Well, let’s look at a couple of examples of current government intervention that might be making things worse.

First, Mr. Delgadillo alleges that Health Net’s application forms are confusing and deceitful, making it quite impossible for applicants to answer the health questions in good faith. (How this applies to one’s weight, a pretty straightforward measurement, I have no idea.) For example, Mr. Delgadillo points out that the application requires “yes” or “no” answers: one cannot choose “I don’t know”.

However, what Mr. Delgadillo ignores is that the application forms have already been approved by the Insurance Commissioner (California Insurance Code Section 10291.5) or the Department of Managed Health Care (California Health & Safety Code Section 1389.1). Furthermore, their regulations demand “clear and unambiguous questions”. So, it’s likely that “I don’t know” would not be a choice satisfactory to regulators.

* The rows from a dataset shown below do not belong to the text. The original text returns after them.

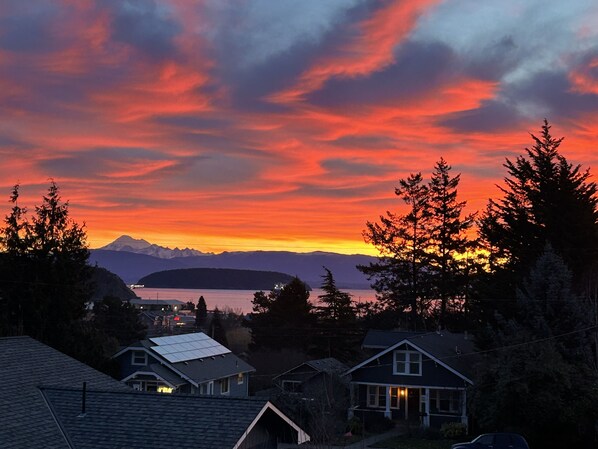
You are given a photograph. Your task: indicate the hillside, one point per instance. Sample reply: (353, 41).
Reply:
(215, 278)
(307, 266)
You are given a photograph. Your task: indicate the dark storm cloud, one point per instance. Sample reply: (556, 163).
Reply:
(418, 67)
(141, 24)
(492, 115)
(364, 142)
(344, 167)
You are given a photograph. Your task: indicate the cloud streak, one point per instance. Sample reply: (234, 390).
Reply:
(280, 125)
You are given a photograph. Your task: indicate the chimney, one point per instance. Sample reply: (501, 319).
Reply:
(83, 394)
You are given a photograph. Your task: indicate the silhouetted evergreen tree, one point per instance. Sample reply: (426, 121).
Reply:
(337, 322)
(537, 376)
(216, 330)
(545, 200)
(201, 312)
(44, 275)
(118, 319)
(399, 275)
(283, 319)
(448, 238)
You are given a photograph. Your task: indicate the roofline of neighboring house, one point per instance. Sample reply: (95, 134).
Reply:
(413, 345)
(160, 359)
(302, 436)
(148, 373)
(170, 366)
(61, 429)
(294, 368)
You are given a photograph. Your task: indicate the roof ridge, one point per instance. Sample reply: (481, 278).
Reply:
(151, 393)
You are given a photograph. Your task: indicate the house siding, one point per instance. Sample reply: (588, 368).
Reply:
(127, 368)
(380, 371)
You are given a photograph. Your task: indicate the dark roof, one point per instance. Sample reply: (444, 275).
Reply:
(211, 368)
(457, 351)
(198, 370)
(25, 364)
(328, 365)
(151, 420)
(375, 339)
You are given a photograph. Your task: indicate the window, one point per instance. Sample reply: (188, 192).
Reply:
(446, 401)
(139, 358)
(377, 396)
(291, 386)
(224, 386)
(408, 363)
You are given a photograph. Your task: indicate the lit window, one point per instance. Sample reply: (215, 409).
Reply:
(139, 358)
(376, 396)
(446, 401)
(291, 386)
(408, 363)
(224, 386)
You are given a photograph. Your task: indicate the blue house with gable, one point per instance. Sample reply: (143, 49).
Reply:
(188, 363)
(420, 377)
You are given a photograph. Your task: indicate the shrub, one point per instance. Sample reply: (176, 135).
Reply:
(452, 430)
(376, 423)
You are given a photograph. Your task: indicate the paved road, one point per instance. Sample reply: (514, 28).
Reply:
(359, 445)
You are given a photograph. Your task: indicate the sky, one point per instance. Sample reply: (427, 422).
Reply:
(281, 124)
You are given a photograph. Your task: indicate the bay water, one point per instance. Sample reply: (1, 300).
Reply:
(237, 300)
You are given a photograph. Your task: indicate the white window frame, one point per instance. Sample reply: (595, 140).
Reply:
(291, 382)
(408, 362)
(454, 401)
(225, 382)
(133, 357)
(378, 391)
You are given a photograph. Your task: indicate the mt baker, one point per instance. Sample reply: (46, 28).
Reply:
(131, 259)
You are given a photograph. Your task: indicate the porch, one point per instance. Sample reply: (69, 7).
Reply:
(424, 406)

Second, if the regulators, arbitrators, and courts now hold that the insurer’s reviewing the application itself is not adequate “medical underwriting”, then the insurer must either collect applicants’ health records or pay for a check-up for each applicant.

Have you ever tried to get your own health information from a doctor? ( I recently had the experience of one doctor in San Francisco sending my chest X-ray to another doctor in San Francisco. It never got there, but disappeared into a “black hole”. So, he just asked me to come in for another one.) Imagine how difficult and costly it must be for an insurer to get this information when medical underwriting!

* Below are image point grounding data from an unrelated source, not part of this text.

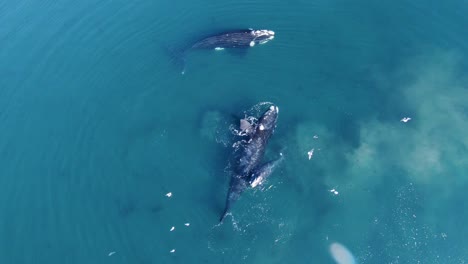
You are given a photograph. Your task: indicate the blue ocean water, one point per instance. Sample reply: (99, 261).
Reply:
(97, 125)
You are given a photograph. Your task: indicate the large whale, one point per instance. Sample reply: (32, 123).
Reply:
(240, 39)
(247, 169)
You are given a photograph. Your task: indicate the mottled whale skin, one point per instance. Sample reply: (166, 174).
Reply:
(251, 154)
(241, 38)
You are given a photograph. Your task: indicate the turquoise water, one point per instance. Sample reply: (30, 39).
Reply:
(97, 125)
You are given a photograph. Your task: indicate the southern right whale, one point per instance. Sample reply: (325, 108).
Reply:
(247, 169)
(241, 38)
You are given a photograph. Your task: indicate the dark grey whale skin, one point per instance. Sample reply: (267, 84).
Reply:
(250, 157)
(240, 39)
(229, 39)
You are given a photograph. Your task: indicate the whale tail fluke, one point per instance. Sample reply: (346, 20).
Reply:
(178, 57)
(221, 219)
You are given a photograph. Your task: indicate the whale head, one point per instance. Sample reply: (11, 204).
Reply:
(268, 120)
(261, 36)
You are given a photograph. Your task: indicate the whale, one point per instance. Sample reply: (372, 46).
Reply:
(248, 171)
(233, 39)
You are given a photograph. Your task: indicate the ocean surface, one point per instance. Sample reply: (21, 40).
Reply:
(97, 125)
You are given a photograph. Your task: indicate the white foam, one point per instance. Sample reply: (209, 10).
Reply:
(405, 119)
(310, 153)
(341, 254)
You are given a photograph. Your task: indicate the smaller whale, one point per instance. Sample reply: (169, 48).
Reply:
(235, 39)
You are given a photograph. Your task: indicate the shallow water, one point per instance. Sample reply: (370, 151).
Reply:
(97, 124)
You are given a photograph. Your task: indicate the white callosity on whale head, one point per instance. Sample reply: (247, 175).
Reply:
(256, 182)
(262, 35)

Do you want to wait a year to get your policy issued?

Auto insurers, on the other hand, don’t have this problem: through the federal McCarran-Ferguson Act’s anti-trust exemption, they can pool their claims data. Auto insurers sell their data to the Insurance Services Office, and subscribe to ISO’s A-Plus Auto Database, which has individualized claims data from over 900 insurers.

I can’t even begin to think what kind of a HIPAA (Health Insurance Portability & Accountability Act) headache it would cause health insurers to even start talking about such a database! (HIPAA is the federal law whose privacy provisions are so onerous and confusing that it has generated a vast industry of compliance consultants.)

So, if we believe in an America of personal responsibility, where citizens voluntarily buy health insurance, in good faith, in anticipation of the risk of future catastrophic costs, we cannot just join the pack howling for the blood of the evil health insurers who strip people of their coverage when they most need it. We need to carefully examine the costs and benefits of the entire complex of rules and regulations that government imposes on them.

Nothing contained in this blog is to be construed as necessarily reflecting the views of the Pacific Research Institute or as an attempt to thwart or aid the passage of any legislation.